De facto, Portugal é reconhecido como um país de empreendedores, mas com muito caminho ainda por trilhar. Segundo o relatório da SPI – Sociedade Portuguesa de Inovação, que coordenou, em parceria com a PACT – Parque do Alentejo da Ciência e Tecnologia, da Universidade de Évora, a parte nacional do GEM 2019/2020, último estudo em que Portugal participou, “a atividade empreendedora tem vindo a evoluir de forma positiva nos anos mais recentes, apoiando o desenvolvimento da atividade económica do país e contribuindo para a criação de uma cultura empresarial dinâmica, e que permite a geração de mais emprego e investimento”. Através de sondagem a mais de duas mil pessoas entre os 18 e os 64 anos, foi possível retirar diversas conclusões sobre o perfil do empreendedor português, nomeadamente no que diz respeito à atividade empreendedora, análise esta que se debruça sobre vários parâmetros associados à criação e cessação de negócios, dando origem ao principal índice do GEM, a Taxa de Atividade Empreendedora Early Stage Total (TEA).
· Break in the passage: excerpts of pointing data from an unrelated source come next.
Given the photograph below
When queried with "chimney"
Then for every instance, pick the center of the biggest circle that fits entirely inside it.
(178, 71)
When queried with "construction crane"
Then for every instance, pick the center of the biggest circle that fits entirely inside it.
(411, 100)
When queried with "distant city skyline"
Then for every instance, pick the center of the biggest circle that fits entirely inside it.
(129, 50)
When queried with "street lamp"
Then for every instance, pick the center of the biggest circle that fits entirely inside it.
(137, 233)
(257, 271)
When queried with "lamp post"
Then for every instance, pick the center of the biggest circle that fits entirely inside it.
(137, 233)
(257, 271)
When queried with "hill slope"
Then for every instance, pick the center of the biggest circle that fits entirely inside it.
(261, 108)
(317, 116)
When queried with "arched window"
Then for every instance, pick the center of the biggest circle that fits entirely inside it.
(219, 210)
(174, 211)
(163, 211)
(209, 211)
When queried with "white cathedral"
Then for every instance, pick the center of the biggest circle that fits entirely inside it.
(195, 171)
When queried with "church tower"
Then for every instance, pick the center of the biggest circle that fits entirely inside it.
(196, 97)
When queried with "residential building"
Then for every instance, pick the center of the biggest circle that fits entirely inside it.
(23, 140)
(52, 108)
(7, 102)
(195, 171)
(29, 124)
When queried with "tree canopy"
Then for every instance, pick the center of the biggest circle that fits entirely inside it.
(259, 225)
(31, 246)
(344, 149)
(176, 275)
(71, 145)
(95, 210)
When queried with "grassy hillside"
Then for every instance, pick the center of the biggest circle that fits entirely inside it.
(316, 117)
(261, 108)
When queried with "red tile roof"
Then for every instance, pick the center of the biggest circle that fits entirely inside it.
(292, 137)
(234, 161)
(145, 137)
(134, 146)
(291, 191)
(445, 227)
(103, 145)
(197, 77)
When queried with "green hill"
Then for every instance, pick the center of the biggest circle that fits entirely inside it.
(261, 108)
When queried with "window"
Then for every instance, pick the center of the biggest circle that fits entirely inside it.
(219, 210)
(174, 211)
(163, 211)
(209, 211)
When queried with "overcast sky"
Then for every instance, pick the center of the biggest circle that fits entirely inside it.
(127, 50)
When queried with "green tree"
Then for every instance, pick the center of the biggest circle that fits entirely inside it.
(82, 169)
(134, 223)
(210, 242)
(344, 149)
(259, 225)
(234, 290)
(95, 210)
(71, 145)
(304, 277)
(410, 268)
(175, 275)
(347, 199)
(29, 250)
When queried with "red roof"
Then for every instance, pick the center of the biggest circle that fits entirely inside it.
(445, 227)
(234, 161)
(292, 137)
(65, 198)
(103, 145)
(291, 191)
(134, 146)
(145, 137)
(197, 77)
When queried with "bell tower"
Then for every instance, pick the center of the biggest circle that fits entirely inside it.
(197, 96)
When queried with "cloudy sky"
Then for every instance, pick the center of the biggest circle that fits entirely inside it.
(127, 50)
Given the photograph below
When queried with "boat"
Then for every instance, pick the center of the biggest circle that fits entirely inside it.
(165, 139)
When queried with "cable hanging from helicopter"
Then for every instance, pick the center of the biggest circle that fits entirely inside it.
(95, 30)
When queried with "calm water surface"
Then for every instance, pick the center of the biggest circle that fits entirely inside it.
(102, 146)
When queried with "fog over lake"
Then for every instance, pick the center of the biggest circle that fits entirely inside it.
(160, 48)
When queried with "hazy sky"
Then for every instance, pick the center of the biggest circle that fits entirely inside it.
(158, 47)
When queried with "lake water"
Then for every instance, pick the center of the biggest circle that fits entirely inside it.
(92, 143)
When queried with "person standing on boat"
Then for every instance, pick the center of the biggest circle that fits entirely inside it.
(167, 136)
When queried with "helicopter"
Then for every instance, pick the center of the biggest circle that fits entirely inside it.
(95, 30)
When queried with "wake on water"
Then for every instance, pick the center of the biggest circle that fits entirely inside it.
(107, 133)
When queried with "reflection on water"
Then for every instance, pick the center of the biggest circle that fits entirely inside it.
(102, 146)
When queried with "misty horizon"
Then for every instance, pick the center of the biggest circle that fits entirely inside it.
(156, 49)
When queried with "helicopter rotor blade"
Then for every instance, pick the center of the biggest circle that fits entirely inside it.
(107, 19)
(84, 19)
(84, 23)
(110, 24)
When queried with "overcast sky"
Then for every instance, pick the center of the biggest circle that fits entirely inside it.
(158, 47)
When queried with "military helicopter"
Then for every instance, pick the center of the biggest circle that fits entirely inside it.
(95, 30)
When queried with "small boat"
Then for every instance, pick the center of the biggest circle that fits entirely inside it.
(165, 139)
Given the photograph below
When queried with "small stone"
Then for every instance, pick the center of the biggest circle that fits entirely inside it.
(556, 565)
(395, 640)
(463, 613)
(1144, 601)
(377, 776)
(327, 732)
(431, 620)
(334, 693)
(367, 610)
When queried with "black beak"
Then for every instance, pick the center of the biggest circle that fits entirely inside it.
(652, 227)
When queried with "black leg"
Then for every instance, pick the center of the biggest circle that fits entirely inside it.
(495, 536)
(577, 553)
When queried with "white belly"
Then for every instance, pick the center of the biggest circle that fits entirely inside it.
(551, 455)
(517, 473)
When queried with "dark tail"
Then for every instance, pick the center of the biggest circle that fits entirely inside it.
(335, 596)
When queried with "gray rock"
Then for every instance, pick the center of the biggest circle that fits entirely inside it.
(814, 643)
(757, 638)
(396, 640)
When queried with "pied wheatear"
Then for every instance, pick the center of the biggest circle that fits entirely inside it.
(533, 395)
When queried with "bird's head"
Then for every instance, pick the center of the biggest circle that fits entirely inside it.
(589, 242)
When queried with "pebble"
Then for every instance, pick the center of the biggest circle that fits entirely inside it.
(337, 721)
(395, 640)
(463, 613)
Esta taxa mede a proporção de indivíduos nesta faixa etária que estão envolvidos na criação e gestão de negócios que geraram remuneração por um período até 42 meses. Assim, em 2019, dados anteriores ao impacto da pandemia, Portugal registou uma taxa TEA de 12,9%, um resultado bastante superior ao registado em 2016, que se ficou pelos 8,2%. Esta evolução sugere um crescimento do empreendedorismo no país que acompanha a mesma tendência de alguns países referência nesta área, nomeadamente nos Estados Unidos e no Canadá. Esta taxa TEA era, à data, relativamente alta dentro do grupo das economias de rendimento alto, posicionando-se na 20ª posição, um crescimento de 22 lugares face à ocupada em 2016.
Criação de empresas acelera a partir do ano 2000
A criação de empresas é, pois, um dos indicadores que podemos utilizar para avaliar o nível de empreendedorismo de um país. Nos Estados Unidos, um dos países mais empreendedores no mundo, são criados, em média, cerca de 4,4 milhões de novos negócios anualmente. Também em Portugal existe algum dinamismo na criação de novas empresas: segundo o Instituto Nacional de Estatísticas (INE), nasceram, em 2021, cerca de 187 mil empresas, sociedades e em nome individual, o que equivale a um crescimento de 21,2% face a 2020, para um número total de 1.359.035.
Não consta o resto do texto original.